Outro exemplo de como as intervenções policiais modificam o cotidiano das pessoas que residem nesta comunidade, destaca-se a recente operação conjunta realizada pelas polícias federal, civil e militar, nas primeiras horas do último dia 31 de outubro. A operação apelidada de “Rota Segura”, ironicamente interrompeu o acesso de cerca de 3 mil estudantes a nove escolas na região, que tiveram as atividades suspensas, além de ter gerado a suspensão da entrada de transporte público no Vale das Pedrinhas e Nordeste de Amaralina.

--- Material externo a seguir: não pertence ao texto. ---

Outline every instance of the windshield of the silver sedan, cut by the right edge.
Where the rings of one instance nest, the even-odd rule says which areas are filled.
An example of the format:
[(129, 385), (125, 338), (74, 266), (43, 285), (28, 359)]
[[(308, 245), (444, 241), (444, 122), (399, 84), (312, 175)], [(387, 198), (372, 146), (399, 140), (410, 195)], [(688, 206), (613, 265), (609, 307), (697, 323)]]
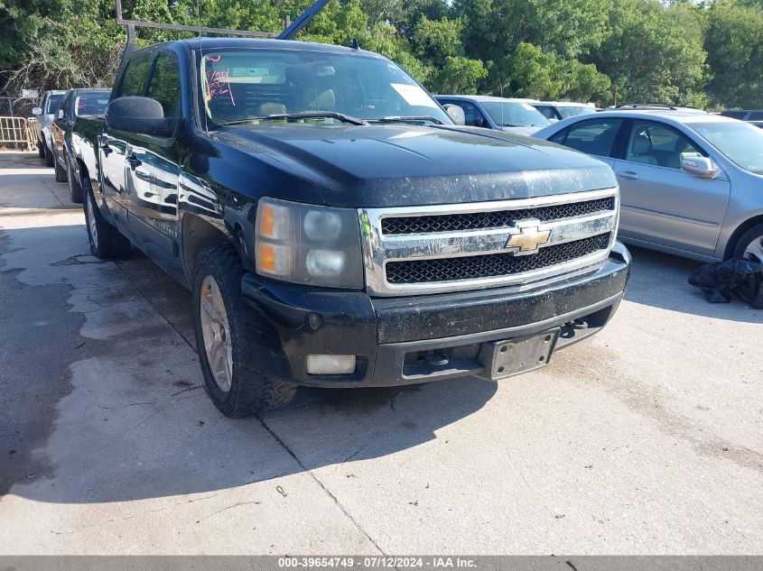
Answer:
[(757, 127), (736, 121), (689, 126), (742, 169), (763, 174), (763, 131)]

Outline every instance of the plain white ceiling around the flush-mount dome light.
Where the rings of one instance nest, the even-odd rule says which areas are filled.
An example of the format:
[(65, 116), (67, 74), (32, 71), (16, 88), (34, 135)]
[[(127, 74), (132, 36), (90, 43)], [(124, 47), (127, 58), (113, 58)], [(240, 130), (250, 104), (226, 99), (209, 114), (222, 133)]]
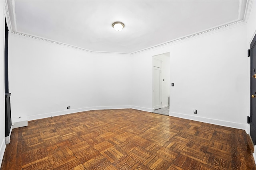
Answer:
[[(15, 0), (12, 31), (90, 51), (134, 53), (244, 19), (246, 0)], [(112, 23), (125, 27), (117, 32)]]

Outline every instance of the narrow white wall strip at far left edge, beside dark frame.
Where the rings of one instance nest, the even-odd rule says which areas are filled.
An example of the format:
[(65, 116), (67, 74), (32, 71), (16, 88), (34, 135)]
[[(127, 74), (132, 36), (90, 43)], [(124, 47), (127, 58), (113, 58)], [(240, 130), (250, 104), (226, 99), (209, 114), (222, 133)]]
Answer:
[(4, 1), (0, 0), (0, 164), (2, 164), (5, 145), (5, 102), (4, 102)]

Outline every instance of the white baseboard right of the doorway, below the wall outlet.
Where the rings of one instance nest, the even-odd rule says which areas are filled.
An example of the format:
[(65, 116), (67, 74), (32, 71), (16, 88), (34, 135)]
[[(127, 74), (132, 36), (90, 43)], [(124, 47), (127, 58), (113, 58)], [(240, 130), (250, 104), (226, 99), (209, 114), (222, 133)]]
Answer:
[(186, 114), (174, 113), (174, 112), (169, 112), (169, 116), (180, 117), (180, 118), (183, 118), (183, 119), (200, 121), (200, 122), (204, 122), (204, 123), (210, 123), (210, 124), (214, 124), (214, 125), (232, 127), (232, 128), (236, 128), (236, 129), (243, 129), (243, 130), (246, 130), (246, 125), (247, 125), (247, 124), (242, 124), (242, 123), (222, 121), (222, 120), (217, 120), (217, 119), (209, 119), (209, 118), (205, 118), (205, 117), (199, 117), (199, 116), (194, 116), (194, 115), (186, 115)]

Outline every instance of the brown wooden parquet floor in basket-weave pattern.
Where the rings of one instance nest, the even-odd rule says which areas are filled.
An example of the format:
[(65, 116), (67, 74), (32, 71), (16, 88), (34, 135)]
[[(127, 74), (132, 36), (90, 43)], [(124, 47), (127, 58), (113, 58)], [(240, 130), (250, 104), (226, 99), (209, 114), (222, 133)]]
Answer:
[(30, 121), (1, 170), (255, 170), (244, 130), (134, 109)]

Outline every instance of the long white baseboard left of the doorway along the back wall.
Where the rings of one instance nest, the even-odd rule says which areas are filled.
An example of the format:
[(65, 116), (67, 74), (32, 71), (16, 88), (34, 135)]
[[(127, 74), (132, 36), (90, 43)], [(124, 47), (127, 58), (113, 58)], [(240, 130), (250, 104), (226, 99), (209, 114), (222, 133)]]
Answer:
[(84, 107), (79, 109), (68, 109), (65, 111), (57, 111), (57, 112), (51, 112), (51, 113), (44, 113), (39, 115), (31, 115), (28, 116), (28, 121), (36, 120), (36, 119), (44, 119), (47, 117), (54, 117), (54, 116), (60, 116), (60, 115), (66, 115), (71, 113), (77, 113), (82, 111), (90, 111), (90, 110), (107, 110), (107, 109), (131, 109), (131, 106), (95, 106), (95, 107)]

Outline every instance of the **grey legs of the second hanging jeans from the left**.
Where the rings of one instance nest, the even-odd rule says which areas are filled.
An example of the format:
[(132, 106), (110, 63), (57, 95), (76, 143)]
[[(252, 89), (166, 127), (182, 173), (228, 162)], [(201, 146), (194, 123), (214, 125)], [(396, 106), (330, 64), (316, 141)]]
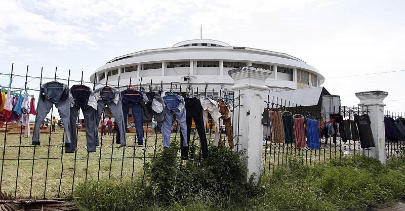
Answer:
[[(70, 140), (71, 144), (66, 146), (65, 152), (74, 153), (77, 147), (77, 117), (79, 115), (79, 109), (76, 106), (70, 107)], [(87, 151), (96, 152), (96, 146), (99, 146), (98, 141), (98, 121), (97, 121), (97, 111), (93, 107), (89, 107), (85, 110), (82, 109), (83, 115), (85, 117), (86, 126), (86, 142)]]

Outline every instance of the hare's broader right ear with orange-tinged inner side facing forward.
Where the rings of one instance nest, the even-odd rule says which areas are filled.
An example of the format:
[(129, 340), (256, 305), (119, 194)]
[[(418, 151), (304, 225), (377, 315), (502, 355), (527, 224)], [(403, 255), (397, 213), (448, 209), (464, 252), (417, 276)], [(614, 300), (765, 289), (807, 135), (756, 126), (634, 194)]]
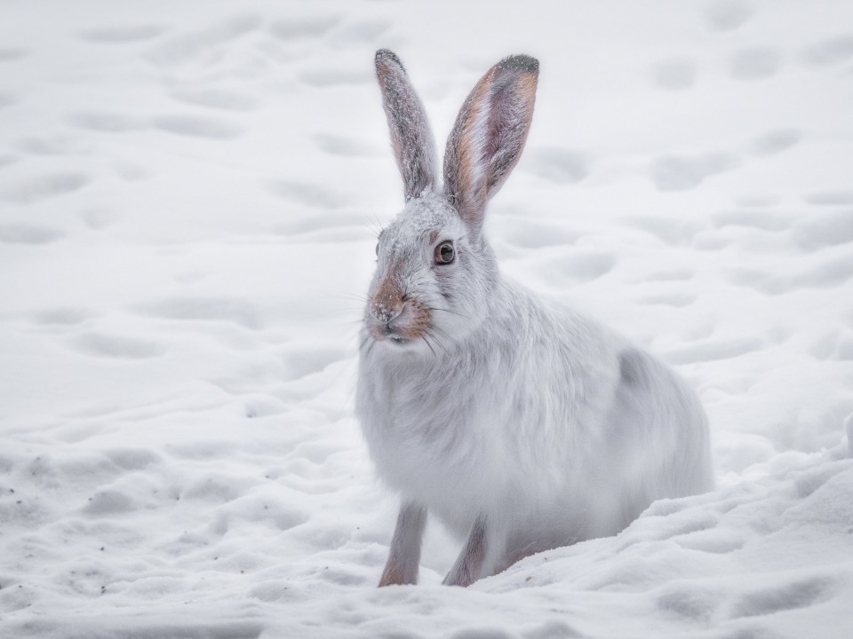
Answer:
[(471, 91), (447, 140), (444, 192), (474, 234), (482, 229), (486, 202), (521, 157), (538, 75), (538, 59), (502, 59)]

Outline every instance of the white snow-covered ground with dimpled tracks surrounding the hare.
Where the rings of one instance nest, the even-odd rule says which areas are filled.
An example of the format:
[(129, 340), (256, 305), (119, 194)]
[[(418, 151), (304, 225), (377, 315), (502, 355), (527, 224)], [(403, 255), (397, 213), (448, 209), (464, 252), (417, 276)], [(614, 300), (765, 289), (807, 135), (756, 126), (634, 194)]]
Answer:
[[(442, 141), (491, 64), (541, 60), (487, 233), (695, 384), (715, 493), (467, 590), (435, 525), (423, 583), (374, 588), (379, 47)], [(853, 632), (845, 0), (4, 0), (0, 300), (4, 637)]]

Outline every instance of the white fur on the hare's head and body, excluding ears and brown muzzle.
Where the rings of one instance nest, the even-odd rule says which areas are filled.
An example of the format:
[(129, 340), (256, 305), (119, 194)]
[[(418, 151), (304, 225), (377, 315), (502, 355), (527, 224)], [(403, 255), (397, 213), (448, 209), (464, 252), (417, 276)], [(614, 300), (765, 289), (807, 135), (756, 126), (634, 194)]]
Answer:
[[(433, 263), (442, 241), (454, 242), (454, 264)], [(409, 201), (379, 246), (370, 296), (395, 272), (435, 311), (426, 340), (363, 331), (356, 414), (379, 477), (401, 494), (401, 522), (415, 504), (460, 536), (484, 526), (482, 564), (471, 568), (469, 540), (446, 582), (618, 533), (651, 501), (713, 486), (706, 416), (682, 379), (502, 278), (444, 196)], [(398, 523), (389, 566), (419, 556), (421, 529)], [(406, 571), (384, 583), (417, 578), (417, 566)]]

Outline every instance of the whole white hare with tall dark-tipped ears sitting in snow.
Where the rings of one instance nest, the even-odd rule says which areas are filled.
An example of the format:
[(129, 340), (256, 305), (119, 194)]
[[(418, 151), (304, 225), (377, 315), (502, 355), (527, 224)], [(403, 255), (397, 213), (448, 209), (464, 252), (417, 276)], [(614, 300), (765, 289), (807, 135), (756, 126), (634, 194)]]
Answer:
[(669, 368), (501, 277), (486, 203), (518, 162), (538, 61), (483, 75), (444, 154), (400, 60), (376, 72), (405, 208), (379, 235), (356, 414), (401, 494), (380, 586), (416, 583), (427, 511), (466, 536), (444, 583), (618, 533), (659, 498), (713, 486), (705, 412)]

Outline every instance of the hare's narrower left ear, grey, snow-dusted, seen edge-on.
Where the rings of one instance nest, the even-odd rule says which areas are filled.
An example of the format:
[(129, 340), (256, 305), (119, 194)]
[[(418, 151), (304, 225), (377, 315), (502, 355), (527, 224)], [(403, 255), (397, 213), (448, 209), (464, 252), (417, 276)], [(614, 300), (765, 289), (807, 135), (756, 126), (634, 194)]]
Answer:
[(376, 77), (391, 130), (391, 145), (409, 201), (435, 184), (433, 132), (403, 64), (392, 51), (376, 52)]

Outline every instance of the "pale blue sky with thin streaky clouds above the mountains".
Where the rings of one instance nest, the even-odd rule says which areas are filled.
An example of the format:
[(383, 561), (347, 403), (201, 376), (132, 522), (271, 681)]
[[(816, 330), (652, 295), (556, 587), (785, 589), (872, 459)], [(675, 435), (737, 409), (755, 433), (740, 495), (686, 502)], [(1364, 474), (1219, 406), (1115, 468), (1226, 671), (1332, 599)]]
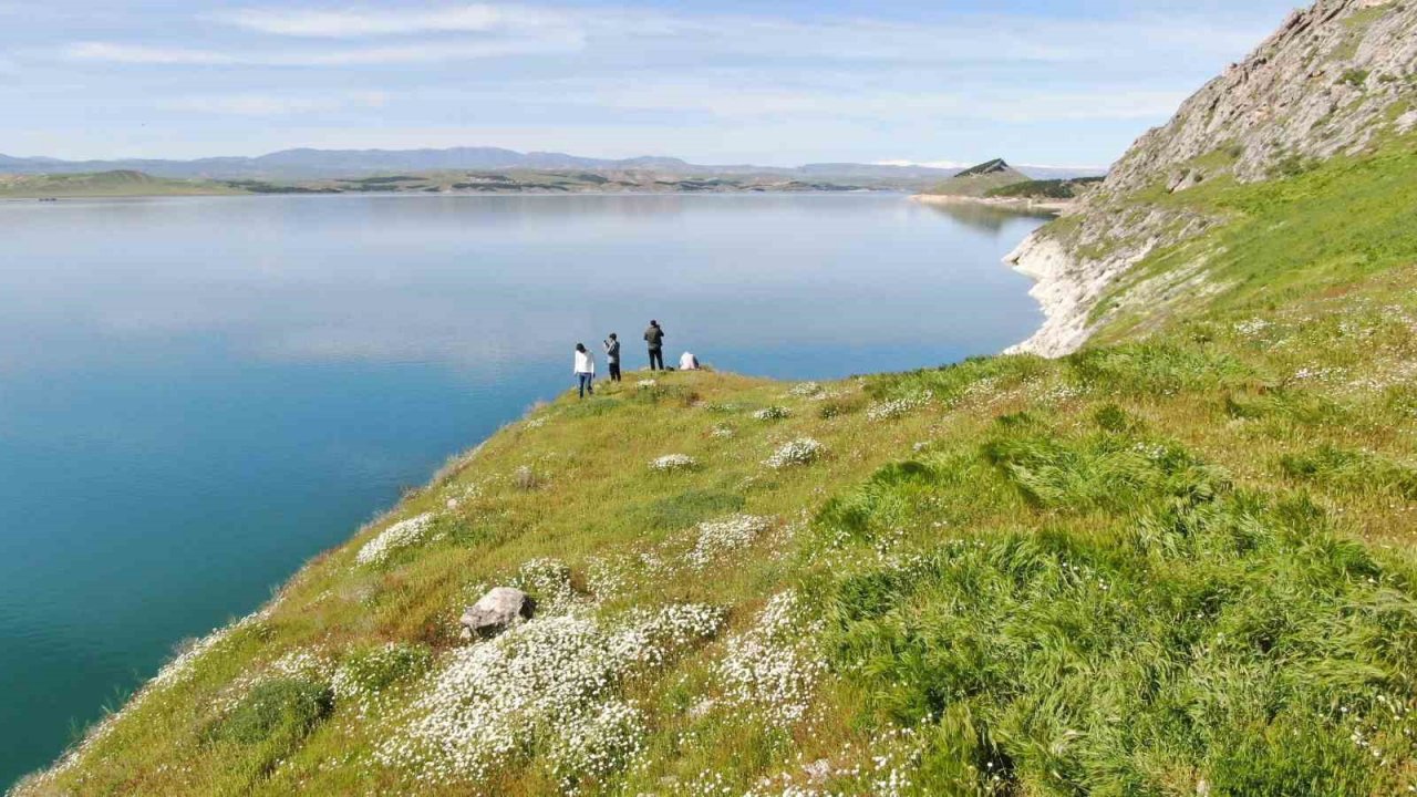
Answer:
[(0, 0), (0, 153), (1105, 166), (1295, 0)]

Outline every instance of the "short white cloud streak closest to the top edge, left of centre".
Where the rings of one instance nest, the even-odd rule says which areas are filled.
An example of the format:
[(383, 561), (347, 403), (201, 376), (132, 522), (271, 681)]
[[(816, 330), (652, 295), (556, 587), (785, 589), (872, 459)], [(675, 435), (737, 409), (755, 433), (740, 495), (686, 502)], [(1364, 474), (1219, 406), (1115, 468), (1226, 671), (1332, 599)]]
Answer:
[(422, 11), (242, 9), (215, 18), (258, 33), (319, 38), (570, 27), (570, 20), (557, 11), (482, 3)]

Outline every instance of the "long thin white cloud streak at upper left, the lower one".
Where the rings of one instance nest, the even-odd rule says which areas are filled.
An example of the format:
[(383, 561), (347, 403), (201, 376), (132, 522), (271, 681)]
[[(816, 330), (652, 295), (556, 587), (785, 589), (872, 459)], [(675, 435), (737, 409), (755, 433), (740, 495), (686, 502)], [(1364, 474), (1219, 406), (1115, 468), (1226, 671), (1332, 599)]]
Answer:
[(188, 67), (368, 67), (385, 64), (429, 64), (580, 50), (577, 37), (500, 38), (444, 44), (408, 44), (343, 50), (198, 50), (147, 47), (108, 41), (81, 41), (64, 48), (78, 61)]

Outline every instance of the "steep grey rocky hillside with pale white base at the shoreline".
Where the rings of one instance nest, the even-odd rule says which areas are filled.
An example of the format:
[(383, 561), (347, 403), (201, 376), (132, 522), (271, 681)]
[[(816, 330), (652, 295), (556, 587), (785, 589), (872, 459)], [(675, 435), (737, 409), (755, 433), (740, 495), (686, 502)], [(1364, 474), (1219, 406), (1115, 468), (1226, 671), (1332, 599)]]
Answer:
[(1158, 247), (1224, 221), (1142, 191), (1257, 182), (1417, 129), (1417, 3), (1319, 0), (1145, 133), (1060, 223), (1009, 255), (1047, 322), (1013, 350), (1061, 356), (1105, 323), (1097, 301)]

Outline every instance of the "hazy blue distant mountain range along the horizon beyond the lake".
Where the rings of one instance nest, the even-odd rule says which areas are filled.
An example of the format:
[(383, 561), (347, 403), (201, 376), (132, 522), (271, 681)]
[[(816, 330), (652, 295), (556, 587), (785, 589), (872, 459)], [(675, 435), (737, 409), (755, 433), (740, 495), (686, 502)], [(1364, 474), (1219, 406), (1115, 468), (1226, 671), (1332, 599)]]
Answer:
[[(286, 149), (258, 157), (201, 157), (197, 160), (125, 159), (58, 160), (54, 157), (11, 157), (0, 155), (0, 173), (71, 174), (81, 172), (135, 170), (176, 179), (322, 179), (394, 172), (486, 170), (486, 169), (585, 169), (643, 170), (674, 174), (782, 174), (789, 177), (849, 177), (900, 183), (938, 182), (956, 173), (915, 165), (809, 163), (796, 167), (728, 165), (707, 166), (677, 157), (629, 157), (609, 160), (560, 152), (516, 152), (490, 146), (452, 149)], [(1034, 179), (1080, 177), (1097, 170), (1020, 167)]]

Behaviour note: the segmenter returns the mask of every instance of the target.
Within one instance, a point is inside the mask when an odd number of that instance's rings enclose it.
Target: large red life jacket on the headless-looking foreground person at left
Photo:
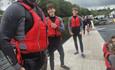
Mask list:
[[[16,48],[17,48],[17,59],[18,62],[21,63],[21,55],[29,54],[29,53],[36,53],[41,52],[47,49],[47,34],[46,34],[46,21],[42,21],[41,18],[37,15],[37,13],[28,5],[23,2],[20,4],[28,10],[28,12],[33,17],[33,27],[27,32],[24,39],[21,41],[16,40]],[[20,51],[20,44],[24,43],[26,50]]]

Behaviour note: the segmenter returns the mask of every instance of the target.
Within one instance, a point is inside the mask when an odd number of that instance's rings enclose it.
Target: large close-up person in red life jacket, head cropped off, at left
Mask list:
[[[25,70],[40,70],[47,61],[46,20],[36,1],[18,0],[7,8],[2,17],[0,50],[16,70],[21,66]]]

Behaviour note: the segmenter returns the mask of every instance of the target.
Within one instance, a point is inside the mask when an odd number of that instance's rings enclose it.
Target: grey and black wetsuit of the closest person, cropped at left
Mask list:
[[[38,7],[31,7],[43,20],[44,18],[42,11]],[[15,66],[15,68],[19,68],[20,65],[17,62],[17,58],[13,51],[13,47],[10,44],[10,41],[12,38],[16,37],[18,28],[20,27],[20,24],[23,22],[24,19],[25,21],[22,26],[24,27],[24,33],[26,35],[26,33],[33,26],[32,15],[19,2],[15,2],[11,6],[9,6],[5,11],[0,25],[0,50],[3,51],[5,56],[8,56],[8,58],[12,62],[12,65]],[[44,58],[46,58],[46,56],[43,51],[32,54],[22,54],[22,58],[24,60],[24,67],[26,68],[26,70],[40,70],[42,64],[44,63]]]

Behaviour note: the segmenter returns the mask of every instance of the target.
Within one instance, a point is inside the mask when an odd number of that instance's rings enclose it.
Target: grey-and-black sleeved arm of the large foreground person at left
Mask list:
[[[0,24],[0,50],[2,50],[4,55],[9,58],[10,63],[16,70],[19,70],[21,66],[17,62],[17,58],[10,41],[15,37],[21,20],[22,13],[19,7],[13,4],[5,11]]]

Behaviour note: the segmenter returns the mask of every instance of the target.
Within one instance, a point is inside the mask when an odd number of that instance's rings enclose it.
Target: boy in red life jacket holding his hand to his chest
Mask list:
[[[60,17],[55,15],[56,9],[53,3],[47,5],[47,25],[48,25],[48,53],[50,57],[50,67],[54,70],[54,52],[57,50],[60,54],[61,67],[69,70],[69,67],[64,65],[64,50],[61,44],[61,32],[64,31],[64,24]]]

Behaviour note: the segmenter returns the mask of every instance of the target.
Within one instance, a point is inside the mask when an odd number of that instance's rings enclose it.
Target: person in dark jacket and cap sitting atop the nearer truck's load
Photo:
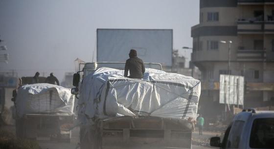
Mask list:
[[[125,64],[124,76],[128,78],[142,79],[145,73],[144,62],[137,57],[137,51],[131,49],[129,53],[129,59],[127,59]],[[128,76],[128,71],[130,76]]]

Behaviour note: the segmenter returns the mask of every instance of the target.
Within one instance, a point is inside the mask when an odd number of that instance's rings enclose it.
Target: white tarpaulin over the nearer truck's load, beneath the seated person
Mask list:
[[[124,70],[101,67],[80,86],[78,118],[94,116],[197,117],[201,83],[192,77],[146,68],[143,79],[123,76]]]

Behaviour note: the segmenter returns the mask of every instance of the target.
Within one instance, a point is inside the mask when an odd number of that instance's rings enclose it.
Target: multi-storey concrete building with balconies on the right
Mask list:
[[[191,36],[192,61],[202,72],[200,112],[223,111],[220,74],[245,76],[245,107],[274,106],[274,0],[200,0]]]

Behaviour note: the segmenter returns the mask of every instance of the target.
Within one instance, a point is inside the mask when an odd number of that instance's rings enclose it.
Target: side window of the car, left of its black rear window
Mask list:
[[[238,149],[244,124],[244,121],[234,122],[228,138],[228,149]]]

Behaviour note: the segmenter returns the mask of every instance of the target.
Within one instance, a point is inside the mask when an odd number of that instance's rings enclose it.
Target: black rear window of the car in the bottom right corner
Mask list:
[[[253,121],[250,148],[273,149],[274,118],[258,118]]]

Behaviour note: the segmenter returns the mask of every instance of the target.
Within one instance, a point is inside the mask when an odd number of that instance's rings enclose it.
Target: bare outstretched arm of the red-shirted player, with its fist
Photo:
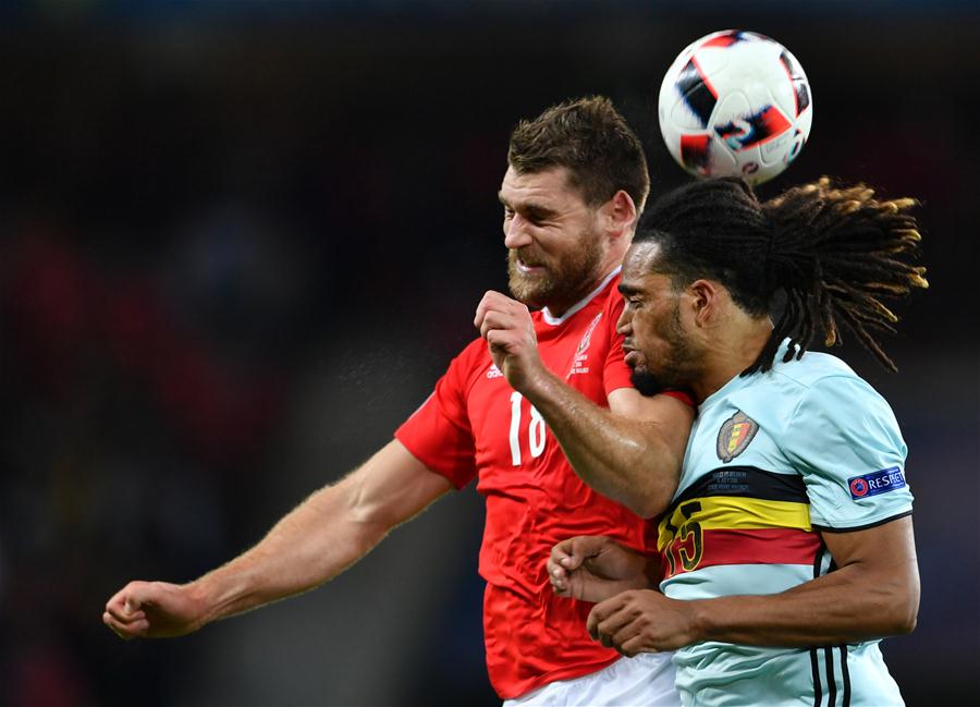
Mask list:
[[[313,493],[254,548],[194,582],[131,582],[106,605],[123,638],[166,637],[311,589],[452,488],[397,440]]]

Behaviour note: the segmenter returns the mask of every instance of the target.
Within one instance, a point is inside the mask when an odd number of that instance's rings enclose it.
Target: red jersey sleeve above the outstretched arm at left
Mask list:
[[[413,456],[456,488],[466,486],[477,473],[462,358],[453,359],[432,394],[395,430],[395,438]]]

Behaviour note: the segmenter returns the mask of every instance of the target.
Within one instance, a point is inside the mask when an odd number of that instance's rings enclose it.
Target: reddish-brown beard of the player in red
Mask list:
[[[544,268],[537,276],[522,272],[517,260]],[[531,307],[564,309],[581,300],[598,283],[602,275],[600,239],[591,231],[581,233],[574,247],[564,255],[542,256],[534,246],[507,254],[507,287],[515,300]]]

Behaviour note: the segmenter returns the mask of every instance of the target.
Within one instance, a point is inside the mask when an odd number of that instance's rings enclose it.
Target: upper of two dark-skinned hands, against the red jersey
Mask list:
[[[647,559],[609,537],[579,535],[551,548],[548,578],[560,597],[602,601],[650,586]]]

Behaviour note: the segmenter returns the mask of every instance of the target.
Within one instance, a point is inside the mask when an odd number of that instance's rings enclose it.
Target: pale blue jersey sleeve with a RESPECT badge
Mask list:
[[[785,444],[803,473],[814,528],[858,531],[911,513],[898,423],[860,378],[832,376],[811,386]]]

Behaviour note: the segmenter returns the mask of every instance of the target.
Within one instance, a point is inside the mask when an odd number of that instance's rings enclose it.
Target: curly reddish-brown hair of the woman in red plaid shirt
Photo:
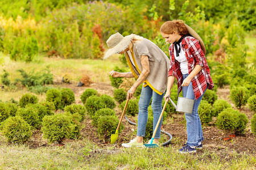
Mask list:
[[[186,28],[183,20],[169,20],[160,28],[160,32],[172,34],[176,31],[179,35],[187,35],[188,29]]]

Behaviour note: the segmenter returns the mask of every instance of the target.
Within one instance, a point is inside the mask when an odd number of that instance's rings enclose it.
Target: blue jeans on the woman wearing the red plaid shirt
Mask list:
[[[188,74],[183,74],[183,80],[187,76]],[[192,83],[190,83],[189,86],[183,86],[182,92],[183,92],[183,97],[187,97],[188,99],[195,99]],[[204,140],[201,121],[199,118],[199,114],[197,112],[203,95],[201,95],[197,100],[195,100],[192,114],[185,113],[185,119],[187,121],[187,138],[188,138],[187,144],[189,146],[197,146],[199,142]]]

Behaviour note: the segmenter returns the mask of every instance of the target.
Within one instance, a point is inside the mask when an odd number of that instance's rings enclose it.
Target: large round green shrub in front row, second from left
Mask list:
[[[42,122],[43,138],[49,143],[63,142],[63,139],[73,139],[79,137],[80,130],[68,114],[54,114],[45,116]]]

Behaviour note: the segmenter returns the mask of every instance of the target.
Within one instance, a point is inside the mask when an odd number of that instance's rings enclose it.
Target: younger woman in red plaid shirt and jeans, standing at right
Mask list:
[[[180,148],[180,153],[196,152],[202,148],[204,140],[201,121],[197,112],[204,92],[212,89],[213,82],[210,77],[209,66],[205,59],[205,46],[200,36],[183,20],[165,22],[160,28],[164,39],[171,45],[170,70],[168,71],[168,84],[164,100],[168,100],[171,88],[177,79],[178,92],[183,90],[183,97],[195,99],[193,111],[185,113],[187,121],[187,144]]]

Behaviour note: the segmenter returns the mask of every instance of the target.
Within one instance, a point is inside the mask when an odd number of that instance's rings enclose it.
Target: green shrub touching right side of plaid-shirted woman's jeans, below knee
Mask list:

Esta sequência de violações de direitos da comunidade do Nordeste de Amaralina se repete em todas as periferias de Salvador em nome da chamada “guerra às drogas” — que na realidade se traduz em uma guerra contra a população negra e periférica — atinge desproporcionalmente esses territórios, onde operações ostensivas geram não apenas medo e morte, mas também negam direitos fundamentais, como o acesso à educação.
O cenário de genocídio que atinge nossas crianças, adolescentes e jovens das comunidades negras funciona desta forma: eles acessam o sistema educacional público em Salvador – que por si só é excludente e insuficiente; deveriam ter resguardado todo o cuidado que todas as infâncias e juventudes merecem ter, mas invés disso, quando não têm suas aulas suspensas, são o alvo preferencial das agências repressivas na volta para casa ou mesmo dentro dos próprios ambientes escolares; terão o desempenho escolar comprometido, quando não inviabilizada a sua permanência, além de terem que lidar (sem suporte institucional) com os sofrimentos de ordem psíquica gerados pela violência.
Esse cenário escancara que o projeto genocida da segurança pública aposta também no abandono do sistema educacional e das políticas sociais, que deveriam garantir um ambiente de aprendizado digno e seguro para todos. É inaceitavél que a educação de crianças e jovens negros em Salvador siga refém da violência e da omissão do poder público.
O atual governador do estado da Bahia, Jerônimo Rodrigues (PT), foi secretário de educação entre 2019 e 2022, e foi omisso nesta relação entre educação e segurança pública, no entanto, neste período 98 escolas passaram pelo processo de militarização. Este é um exemplo de como o projeto político do Partidos dos Trabalhadores na Bahia adere às lógicas do ultraconservadorismo da militarização não só da segurança pública, mas da vida das populações mais vulnerabilizadas, especialmente a população negra. Enquanto os tiros ecoarem ao redor das escolas e as práticas militares forem reconhecidas como meio de controle de crianças e adolescentes, a educação será um direito apenas na teoria, negado na prática às infâncias e juventudes negras, que apesar de seu potencial, é diariamente exposta ao descaso e à repressão em territórios marcados pelo racismo e desigualdade.